Les 90 printemps de Kitty Jordan
Pierre Jordan | En ce mardi 23 août 2016, une petite délégation de la Municipalité de Jorat-Mézières s’est rendue à la ferme de la Fontanettaz en compagnie du pasteur Nicolas Merminod pour «marquer le coup» du nonantième anniversaire de Kitty Jordan.
Katharine (son vrai prénom) Baumann naît à Nuremberg, d’un père suisse et d’une mère allemande. Sitôt après sa naissance, son cuisinier de père part au Pérou, plus précisément à Lima, pour officier comme chef de cuisine d’un grand hôtel nord-américain. Deux ans plus tard, une fois installé, il fait venir femme et enfant au pays des Incas, où Kitty passe des jours heureux jusqu’à l’âge de 12 ans, après avoir acquis et maîtrisé l’allemand à domicile, l’espagnol avec les copains et l’anglais à l’école.
Ses parents projettent alors de se séparer et Kitty, bien malgré elle, refait la traversée de l’Atlantique pour rejoindre sa grand-maman en Franconie, dans la petite ville de Schillingsfürst. Nous sommes en 1938, à l’aube de la Seconde Guerre mondiale. Voyant la situation s’aggraver de jour en jour, son aïeule décide peu de temps après l’arrivée de Kitty, détentrice du passeport à croix blanche, de l’envoyer dans sa famille en Suisse, plus précisément à Leutwil, dans le canton d’Argovie.
Mais cette famille a décidément la bougeotte. Sa tante acquiert une maison à Meggen, non loin de Lucerne, où Kitty termine sa scolarité. Notons qu’au fil de son périple outre-Sarine, elle engrange sans difficulté les finesses de divers dialectes suisses alémaniques. Elle n’est toutefois pas encore rassasiée et se rend ainsi à Lugano pour y trouver du travail et apprendre l’italien. Durant son séjour au Tessin, elle profite de ses congés pour sillonner les routes au guidon de sa Vespa, n’hésitant pas à «pousser» de temps à autre jusqu’à Milan.

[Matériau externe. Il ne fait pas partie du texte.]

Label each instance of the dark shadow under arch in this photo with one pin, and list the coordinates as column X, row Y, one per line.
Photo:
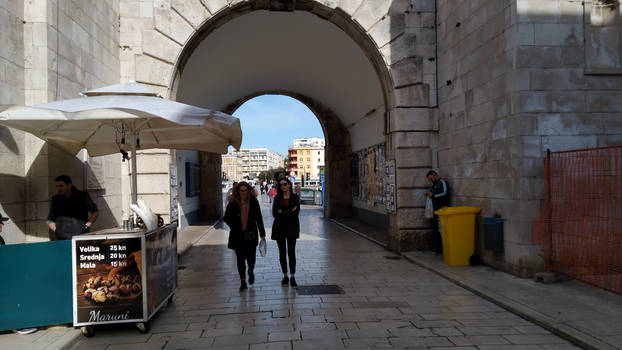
column 338, row 144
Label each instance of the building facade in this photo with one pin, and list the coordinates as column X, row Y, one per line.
column 478, row 90
column 306, row 157
column 232, row 167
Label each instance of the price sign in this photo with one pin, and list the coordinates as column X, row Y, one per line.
column 108, row 280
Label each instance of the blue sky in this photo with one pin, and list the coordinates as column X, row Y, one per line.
column 273, row 121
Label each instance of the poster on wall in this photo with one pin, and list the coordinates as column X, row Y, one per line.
column 161, row 266
column 107, row 280
column 389, row 186
column 367, row 171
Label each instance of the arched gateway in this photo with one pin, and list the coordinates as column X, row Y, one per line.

Un beau jour, c’est d’ailleurs sur son deux-roues qu’elle subit un léger accident qui l’a contraint au repos. Le destin veut alors que sa collègue et amie Pierrette Jordan lui propose de venir se reposer quelque temps en terres vaudoises, dans la ferme parentale de la Fontanettaz à Carrouge. Kitty y fait la connaissance de Michel, le grand frère de Pierrette.
On devine aisément la suite: ils se marient en 1953 et voient successivement naître Yves en 1954, Anne en 1956, puis Pierrot en 1958, ainsi surnommé car la place de Pierre est déjà prise par le grand-père. Depuis, Kitty conjugue les travaux du ménage et de la ferme, tout en veillant sur ses trois chérubins. Comme si elle n’en avait pas assez, elle réussit encore le tour de force de travailler à mi-temps comme secrétaire, tout d’abord chez Polyform, puis auprès de Vogelsang SA, ce jusqu’à sa retraite amplement méritée. C’est notamment grâce aux réels sacrifices de cette mère courage que l’ordinaire quotidien a pu être amélioré et que ses trois enfants ont pu effectuer des apprentissages.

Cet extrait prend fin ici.